I was was a Brooks Brother customer for decades and that firm trained me to be fairly casual when ordering clothes. They had their own way of doing things and one need only choose a cloth, specify single or double breasted and wait until the garment was complete.
That casualness ended on Savile Row. My first tailor there was another of those institutions that had own their way of doing things, accompanied by an unfortunate tendency to make single breasted suits when they had been asked for double. And the reverse. Needless to say, their casual approach brought my casual approach to a quick end.

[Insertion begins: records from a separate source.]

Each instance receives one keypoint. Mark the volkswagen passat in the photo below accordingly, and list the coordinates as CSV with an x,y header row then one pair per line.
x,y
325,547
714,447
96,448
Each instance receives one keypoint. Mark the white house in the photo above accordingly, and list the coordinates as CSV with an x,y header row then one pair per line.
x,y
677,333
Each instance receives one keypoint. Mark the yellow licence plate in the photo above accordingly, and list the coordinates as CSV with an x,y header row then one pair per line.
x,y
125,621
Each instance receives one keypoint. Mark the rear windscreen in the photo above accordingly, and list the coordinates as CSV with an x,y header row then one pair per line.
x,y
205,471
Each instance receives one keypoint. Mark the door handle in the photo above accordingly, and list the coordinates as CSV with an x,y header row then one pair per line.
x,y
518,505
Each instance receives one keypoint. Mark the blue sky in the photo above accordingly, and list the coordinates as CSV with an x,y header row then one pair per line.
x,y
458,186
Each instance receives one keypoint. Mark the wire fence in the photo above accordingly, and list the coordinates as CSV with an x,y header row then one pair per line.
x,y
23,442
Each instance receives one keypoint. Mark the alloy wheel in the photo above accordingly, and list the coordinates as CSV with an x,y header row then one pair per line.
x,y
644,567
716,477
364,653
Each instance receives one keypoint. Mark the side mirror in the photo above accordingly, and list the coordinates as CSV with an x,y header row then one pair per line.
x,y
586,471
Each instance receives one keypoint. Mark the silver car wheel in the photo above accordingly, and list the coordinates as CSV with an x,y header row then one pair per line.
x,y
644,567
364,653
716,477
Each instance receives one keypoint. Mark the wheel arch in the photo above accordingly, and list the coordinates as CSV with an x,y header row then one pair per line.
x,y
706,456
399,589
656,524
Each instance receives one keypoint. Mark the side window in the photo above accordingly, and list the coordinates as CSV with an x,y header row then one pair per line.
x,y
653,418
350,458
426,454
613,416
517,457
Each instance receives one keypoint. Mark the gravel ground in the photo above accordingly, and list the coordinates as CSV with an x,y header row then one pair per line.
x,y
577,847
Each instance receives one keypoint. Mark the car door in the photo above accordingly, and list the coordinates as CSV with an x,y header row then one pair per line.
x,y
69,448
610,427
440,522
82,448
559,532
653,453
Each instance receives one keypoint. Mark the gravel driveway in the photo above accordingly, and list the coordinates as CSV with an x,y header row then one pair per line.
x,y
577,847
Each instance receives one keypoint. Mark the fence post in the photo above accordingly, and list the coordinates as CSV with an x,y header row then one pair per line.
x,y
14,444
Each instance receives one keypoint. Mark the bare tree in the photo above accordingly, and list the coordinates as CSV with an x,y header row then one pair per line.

And though considerable time has passed the need for specificity is still with us. Take covert coats, for example. Coverts have been around for a century or more and most men would assume that that their design is standardized. Just specify the collar and be done with it would seem reasonable, but that is so untrue. For example, the rows of stitching along the hem and sleeve ends that were designed to keep the coat from fraying when riding through brush. Order a covert expecting authenticity and one is likely to find that the stitching has become purely decorative, and invisible from a few feet away.
Coverts are also known for their interior game pocket, a space inside the left side lining that is perfect for storing a scarf (who among us has not lost scarves that were stuffed into a sleeve at a coat check?). But leave the pocket unsaid and it is likely to be left unmade. There may be more, but two complaints should suffice.
Now one cannot blame one's tailor for a failure to read the customer's mind. And the cost of imperfect communication is only the couple of months that it takes to return a garment to the shop for changes. But that delay does mean that an item is likely to be delivered at the end of its intended season, relegating it to storage for half a year before it can be enjoyed.
And that is a very good reason to always be specific.